The Argentine's lawyers feel an appeal would eventually succeed in persuading the court that Messi and his father have behaved correctly, the player's representatives told AFP in a statement. "The most recent laws from the supreme court on the matter that concerns us would seem to prove the argument of the defence," Messi's lawyers Enrique Bacigalupo and Javier Sanchez-Vera asserted.
Earlier Wednesday, the Barcelona court had found the Argentina international and his father Jorge Horacio Messi guilty of using companies in Belize, Britain, Switzerland and Uruguay to avoid paying taxes on 4.16 million euros of Messi's income earned from his image rights from 2007-09. The income related to Messi's image rights that was allegedly hidden includes endorsement deals with Danone, Adidas, Pepsi-Cola, Procter & Gamble and the Kuwait Food Company.

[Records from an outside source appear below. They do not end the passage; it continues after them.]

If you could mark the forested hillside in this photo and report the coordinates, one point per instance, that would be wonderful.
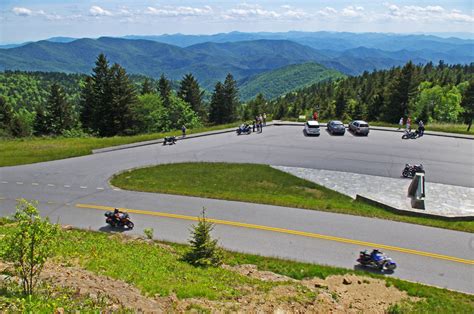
(280, 81)
(440, 93)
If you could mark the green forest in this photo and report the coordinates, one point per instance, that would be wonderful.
(110, 102)
(441, 93)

The court found Messi and his father, who has managed his son's affairs since he was a child, guilty of tax fraud and ruled that for each of those three years they should serve a sentence of seven months. Messi, 29, a five-time world player of the year winner, was also fined 2.09 million euros while his father was fined 1.6 million euros. They can appeal the decision to Spain's Supreme Court and that is what the pair's lawyers indicated on Wednesday they would, saying they felt confident an appeal would succeed. Messi told the court during the four-day trial that wrapped up on June 4 that he trusted his father with his finances and "knew nothing" about how his wealth was managed.